La realpolitik vaticana e le 135 minoranze birmane innominabili
Non solo Rohingya (che il Papa ha ricordato ieri in Bangladesh)
Roma. Si riferiva ai rohingya, il Papa, quando ieri a Dacca ha lodato “lo spirito di generosità e di solidarietà che caratterizza la società del Bangladesh” in merito allo “slancio umanitario a favore dei rifugiati affluiti in massa dallo stato di Rakhine”. Francesco ha sottolineato che questo “è stato fatto sotto gli occhi del mondo intero” e “nessuno di noi può mancare di essere consapevole della gravità della situazione, dell’immenso costo richiesto di umane sofferenze e delle precarie condizioni di vita di così tanti nostri fratelli e sorelle, la maggioranza dei quali sono donne e bambini, ammassati nei campi profughi”. Da qui, l’appello alla comunità internazionale perché “attui misure efficaci nei confronti di questa grave crisi”. Nei giorni scorsi, nel dibattito mediatico, il viaggio papale in Asia era tutto qui: userà a o no, Francesco, la parola che la maggioranza birmana non vuol sentire pronunciare? Bergoglio, come prevedibile, non l’ha fatto.
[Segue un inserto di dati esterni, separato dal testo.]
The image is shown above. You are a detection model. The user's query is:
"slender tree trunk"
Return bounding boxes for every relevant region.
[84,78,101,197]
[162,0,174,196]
Ma non è solo per una mera questione di realpolitik – più volte i vescovi locali avevano segnalato alla Santa Sede che la giunta militare non avrebbe gradito – che il Pontefice ha evitato di fare riferimento diretto alla minoranza musulmana perseguitata. Il fatto è che il tessuto etnico birmano è così complesso che le minoranze sono tante (135 per l’esattezza), molte delle quali discriminate. Non solo rohingya, dunque. L’altro giorno, durante la messa a Yangon, il Papa ha usato una ferula-pastorale realizzata dai rifugiati cattolici Kachin. “Più di 150 mila persone languono nei campi profughi, ridotte alla condizione di sfollati e in attesa di aiuti internazionali”, denunciavano un anno fa i vescovi birmani, come riportato dall’agenzia Fides. Non a caso, a fine agosto il portavoce della Conferenza episcopale locale, padre Mariano Naing, commentava così l’ipotesi che il Papa potesse recarsi in un campo profughi rohingya: “Vi sono voci che il Santo Padre visiterà il Rakhine e i rohingya. Questo è sbagliato. Se abbiamo mai bisogno di portare il Santo Padre alle nostre persone, sofferenti, lo porteremo ai campi profughi cattolici”.
Un po’ a sorpresa, l’incidente diplomatico è stato sfiorato con l’India, più che con i governanti di Nay Pyi Taw. “Con cuore pesante – ha detto il segretario generale della Conferenza episcopale indiana, mons. Theodore Mascarenhas – abbiamo ricevuto la notizia che il Santo Padre non può visitare l’India. La visita sarebbe stata motivo di gioia e prestigio per l’intero paese agli occhi del mondo. Il Papa visita due paesi più piccoli e non l’India: come indiano, questo mi dispiace molto”. In realtà, Francesco si era detto disponibile a visitare New Delhi già quest’anno, ma il governo non ha mai avanzato una richiesta ufficiale in tal senso.